In deze uitspraak beoordeelt de rechtbank het beroep van een Nigeriaanse eiser tegen de afwijzing van zijn asielaanvraag. Eiser, geboren op 19 mei 2004, heeft op 23 november 2022 een aanvraag tot het verlenen van een verblijfsvergunning asiel ingediend. De staatssecretaris van Justitie en Veiligheid heeft deze aanvraag op 28 februari 2024 afgewezen, omdat de bedreigingen die eiser heeft ervaren niet geloofwaardig werden geacht. De rechtbank heeft het beroep op 26 maart 2024 behandeld, waarbij eiser en zijn gemachtigde aanwezig waren.
Eiser heeft verklaard dat hij in Nederland is geboren en hier de eerste jaren van zijn leven heeft gewoond. Na de dood van zijn moeder in 2017 heeft zijn opa voor hem gezorgd, maar deze is later vermoord, wat leidde tot de bedreigingen die eiser heeft ervaren. De rechtbank oordeelt dat verweerder de bedreigingen door een gewapende groep mannen ongeloofwaardig heeft kunnen vinden, onder andere vanwege tegenstrijdige verklaringen van eiser over de dood van zijn opa en de bedreigingen zelf. Eiser heeft niet voldoende bewijs geleverd om zijn claims te onderbouwen.

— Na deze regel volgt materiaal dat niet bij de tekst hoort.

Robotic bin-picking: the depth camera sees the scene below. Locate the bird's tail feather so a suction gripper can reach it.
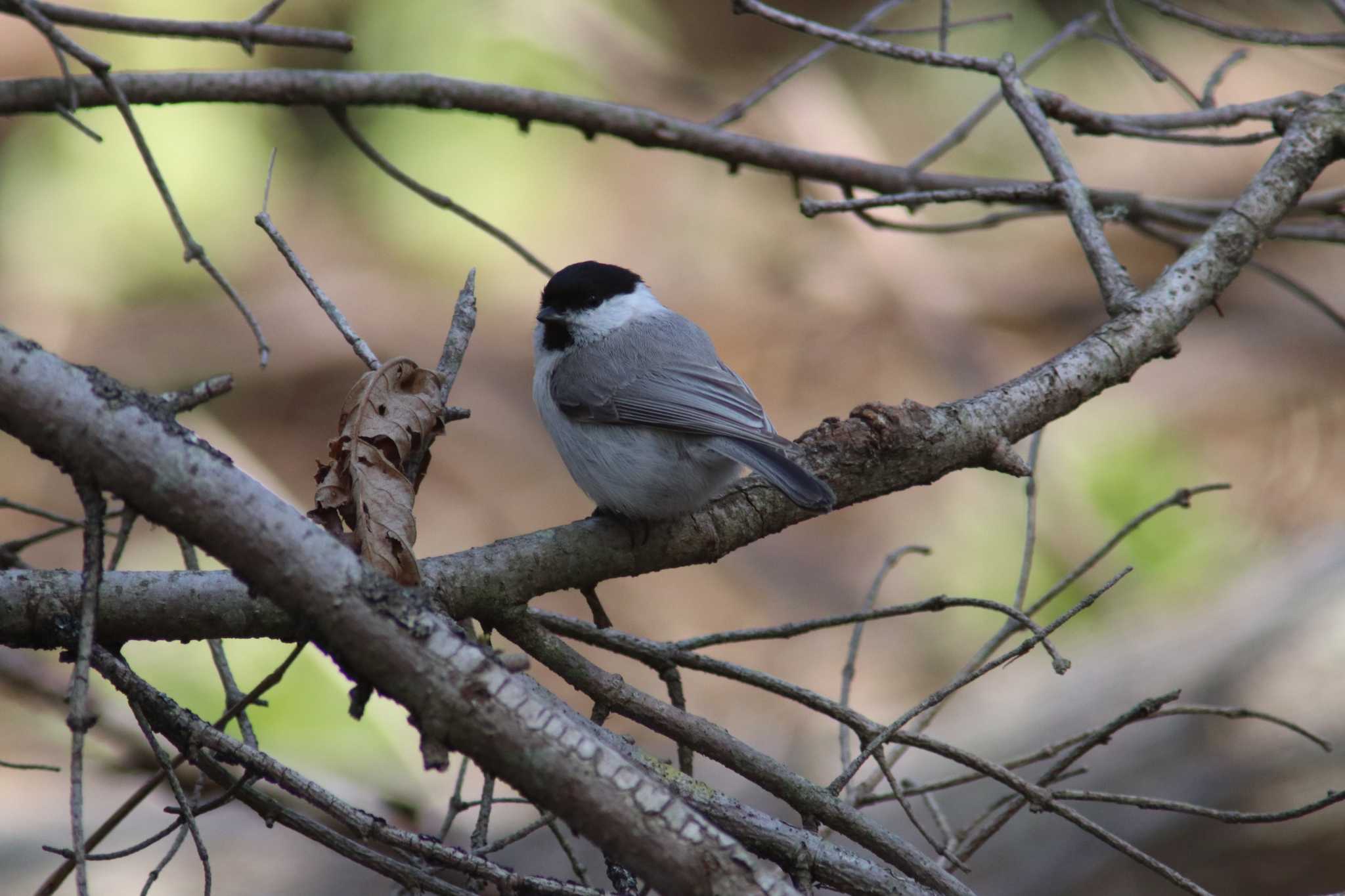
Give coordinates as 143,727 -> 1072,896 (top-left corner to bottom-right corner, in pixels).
714,438 -> 837,511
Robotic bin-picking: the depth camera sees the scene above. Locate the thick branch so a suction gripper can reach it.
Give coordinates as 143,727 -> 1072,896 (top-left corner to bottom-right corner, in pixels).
0,68 -> 1312,240
0,89 -> 1345,646
0,341 -> 795,896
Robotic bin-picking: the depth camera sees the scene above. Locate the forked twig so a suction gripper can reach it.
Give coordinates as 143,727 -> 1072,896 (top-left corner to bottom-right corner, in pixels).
253,149 -> 380,371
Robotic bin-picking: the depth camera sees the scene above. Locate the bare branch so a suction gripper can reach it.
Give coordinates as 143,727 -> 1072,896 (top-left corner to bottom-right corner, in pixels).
33,641 -> 308,896
12,0 -> 271,367
1154,704 -> 1332,752
253,149 -> 380,371
1104,0 -> 1200,106
705,0 -> 906,127
1050,790 -> 1345,825
327,106 -> 556,277
1138,0 -> 1345,47
799,184 -> 1063,218
159,373 -> 234,414
906,12 -> 1097,172
0,68 -> 1323,242
1013,430 -> 1045,610
1000,54 -> 1138,317
66,475 -> 108,896
733,0 -> 998,75
827,567 -> 1134,794
129,700 -> 211,896
0,0 -> 355,53
839,544 -> 931,767
1200,49 -> 1246,109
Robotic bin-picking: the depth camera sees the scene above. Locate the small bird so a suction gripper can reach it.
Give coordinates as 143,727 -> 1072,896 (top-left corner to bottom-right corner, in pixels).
533,261 -> 835,520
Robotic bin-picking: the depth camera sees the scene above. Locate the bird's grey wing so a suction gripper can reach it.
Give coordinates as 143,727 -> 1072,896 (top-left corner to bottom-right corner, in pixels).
552,316 -> 793,450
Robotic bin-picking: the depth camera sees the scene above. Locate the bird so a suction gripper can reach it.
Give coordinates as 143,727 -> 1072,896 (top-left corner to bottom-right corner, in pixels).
533,261 -> 835,521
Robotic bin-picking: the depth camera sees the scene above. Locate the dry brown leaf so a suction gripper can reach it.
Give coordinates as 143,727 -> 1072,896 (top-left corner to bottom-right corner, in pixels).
308,357 -> 444,584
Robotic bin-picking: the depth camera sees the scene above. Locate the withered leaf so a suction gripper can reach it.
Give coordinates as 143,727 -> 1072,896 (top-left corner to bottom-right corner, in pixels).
308,357 -> 444,584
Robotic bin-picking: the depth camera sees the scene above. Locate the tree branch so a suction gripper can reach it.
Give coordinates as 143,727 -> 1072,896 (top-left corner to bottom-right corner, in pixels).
0,68 -> 1323,240
0,343 -> 796,896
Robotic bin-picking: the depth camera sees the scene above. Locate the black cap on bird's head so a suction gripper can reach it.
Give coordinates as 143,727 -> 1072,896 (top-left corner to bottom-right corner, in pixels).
537,262 -> 644,321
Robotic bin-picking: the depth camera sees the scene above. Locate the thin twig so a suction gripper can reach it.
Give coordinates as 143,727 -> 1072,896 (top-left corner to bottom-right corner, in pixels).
33,641 -> 308,896
66,477 -> 108,896
959,691 -> 1181,859
327,106 -> 556,277
1200,47 -> 1246,109
1013,430 -> 1045,610
439,754 -> 477,843
0,0 -> 355,53
472,813 -> 556,856
683,594 -> 1069,666
850,482 -> 1232,805
127,700 -> 211,896
734,0 -> 998,75
471,771 -> 495,856
177,534 -> 257,747
1154,704 -> 1332,752
871,12 -> 1013,37
159,373 -> 234,414
705,0 -> 906,127
1139,0 -> 1345,47
906,12 -> 1097,172
546,822 -> 588,887
253,149 -> 380,371
0,497 -> 83,529
1127,222 -> 1345,329
9,0 -> 271,367
1000,54 -> 1139,317
827,567 -> 1134,794
1105,0 -> 1200,108
405,267 -> 476,489
799,184 -> 1061,218
1050,790 -> 1345,825
0,759 -> 60,773
108,505 -> 140,571
839,544 -> 931,784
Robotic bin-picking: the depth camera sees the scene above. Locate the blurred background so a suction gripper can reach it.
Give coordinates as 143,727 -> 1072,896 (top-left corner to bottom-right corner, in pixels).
0,0 -> 1345,896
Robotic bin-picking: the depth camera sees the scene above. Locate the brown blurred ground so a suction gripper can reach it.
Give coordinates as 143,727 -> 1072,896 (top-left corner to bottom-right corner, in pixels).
0,1 -> 1345,893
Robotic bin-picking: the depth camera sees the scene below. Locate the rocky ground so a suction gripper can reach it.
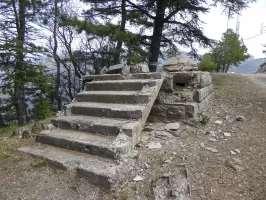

De rechtbank concludeert dat verweerder niet ten onrechte heeft geoordeeld dat eiser geen reguliere verblijfsvergunning kan krijgen, omdat er geen sprake is van bijzondere individuele omstandigheden. De rechtbank verklaart het beroep ongegrond en wijst de verzoeken van eiser af. Eiser krijgt geen vergoeding van zijn proceskosten.